I mean I would LOVE a larger audience but who really knows how to snag them? For every band you think has the formula down, there are just as many struggling artists doing the exact same thing/sound, but not selling at all. Best to just do what you like and see if it sicks!
I think if we just focus on making good songs, 'modern' will have nothing to do with it, I hope. Hopefully, 'good songwriting' will then become the norm.

"Do you think that visual Kei as a genre needs to be revamped to allow the music to breathe? Or has it become so marketable the way it is that changing it is out of the question?"

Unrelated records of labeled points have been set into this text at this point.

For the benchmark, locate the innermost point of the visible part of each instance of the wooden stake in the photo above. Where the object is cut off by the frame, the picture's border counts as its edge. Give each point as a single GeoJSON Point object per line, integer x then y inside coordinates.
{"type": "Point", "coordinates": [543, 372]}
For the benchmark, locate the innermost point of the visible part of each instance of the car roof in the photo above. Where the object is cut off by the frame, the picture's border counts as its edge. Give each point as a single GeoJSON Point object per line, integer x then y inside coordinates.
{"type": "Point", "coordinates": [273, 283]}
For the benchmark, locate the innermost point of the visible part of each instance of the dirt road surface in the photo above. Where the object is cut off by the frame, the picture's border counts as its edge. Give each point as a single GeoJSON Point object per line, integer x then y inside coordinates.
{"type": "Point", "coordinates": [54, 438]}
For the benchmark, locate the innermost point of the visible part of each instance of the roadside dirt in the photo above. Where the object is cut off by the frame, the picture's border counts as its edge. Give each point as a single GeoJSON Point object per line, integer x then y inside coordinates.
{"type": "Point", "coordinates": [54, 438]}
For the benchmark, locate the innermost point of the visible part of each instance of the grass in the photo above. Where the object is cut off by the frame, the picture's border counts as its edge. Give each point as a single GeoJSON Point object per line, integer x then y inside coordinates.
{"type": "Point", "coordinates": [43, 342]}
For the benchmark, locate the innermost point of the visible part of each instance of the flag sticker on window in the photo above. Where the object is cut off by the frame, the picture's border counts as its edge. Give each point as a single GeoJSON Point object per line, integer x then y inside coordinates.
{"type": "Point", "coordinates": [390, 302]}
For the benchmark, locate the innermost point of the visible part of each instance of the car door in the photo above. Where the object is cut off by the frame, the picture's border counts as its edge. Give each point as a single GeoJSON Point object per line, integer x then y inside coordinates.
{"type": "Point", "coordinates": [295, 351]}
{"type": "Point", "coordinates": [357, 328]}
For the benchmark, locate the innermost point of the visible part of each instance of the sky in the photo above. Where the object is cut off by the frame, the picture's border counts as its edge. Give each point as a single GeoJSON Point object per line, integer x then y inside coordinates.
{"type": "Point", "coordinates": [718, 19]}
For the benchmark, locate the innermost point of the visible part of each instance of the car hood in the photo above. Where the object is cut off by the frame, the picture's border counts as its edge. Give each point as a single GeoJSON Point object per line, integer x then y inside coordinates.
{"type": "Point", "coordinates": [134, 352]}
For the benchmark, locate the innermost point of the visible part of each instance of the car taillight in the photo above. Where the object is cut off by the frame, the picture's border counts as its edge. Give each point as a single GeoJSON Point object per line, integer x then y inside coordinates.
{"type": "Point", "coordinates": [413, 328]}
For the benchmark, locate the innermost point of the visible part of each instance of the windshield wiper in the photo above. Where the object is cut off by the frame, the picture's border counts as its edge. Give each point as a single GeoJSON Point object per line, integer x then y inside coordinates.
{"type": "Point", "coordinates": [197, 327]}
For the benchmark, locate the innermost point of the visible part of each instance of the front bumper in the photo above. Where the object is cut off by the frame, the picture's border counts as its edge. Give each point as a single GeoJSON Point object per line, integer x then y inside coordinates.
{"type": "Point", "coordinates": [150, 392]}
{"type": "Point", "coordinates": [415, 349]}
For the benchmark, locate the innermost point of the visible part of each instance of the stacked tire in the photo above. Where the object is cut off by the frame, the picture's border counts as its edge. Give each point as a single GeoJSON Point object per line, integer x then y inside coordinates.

I think the Japanese industry as a whole needs to be revamped. Even leaving the shadiness of some VK business behind, just take a look at how everything else is run. Usually it goes off without a hitch, but there's no denying that something needs to change. It's a shame because some very huge artists are still occasionally breaking ground with certain songs but those are never the singles, never the songs fans claim as their favorite. It has as much to do with the industry mindset as it does with the mindset of the average Japanese consumer.
It works on the flipside for any other place, though. We may wonder what the heck the labels are thinking, but they wouldn't push the crap if a ton of people didn't actually like the crap and buy it. No one's being tricked.

So, all that said, it is really nice when once in awhile, art that really deserves it, like Nogod, go major and I randomly see them in Young Guitar and Burrrn! :)

...not sure how well I answered these questions; a bit scatterbrained, sorry!

1 comments:

Sai said...

Convincing people will never be an easy thing. How are you guys planning on promoting yourselves outside the genre-- have anything planned already or are you just going with the flow?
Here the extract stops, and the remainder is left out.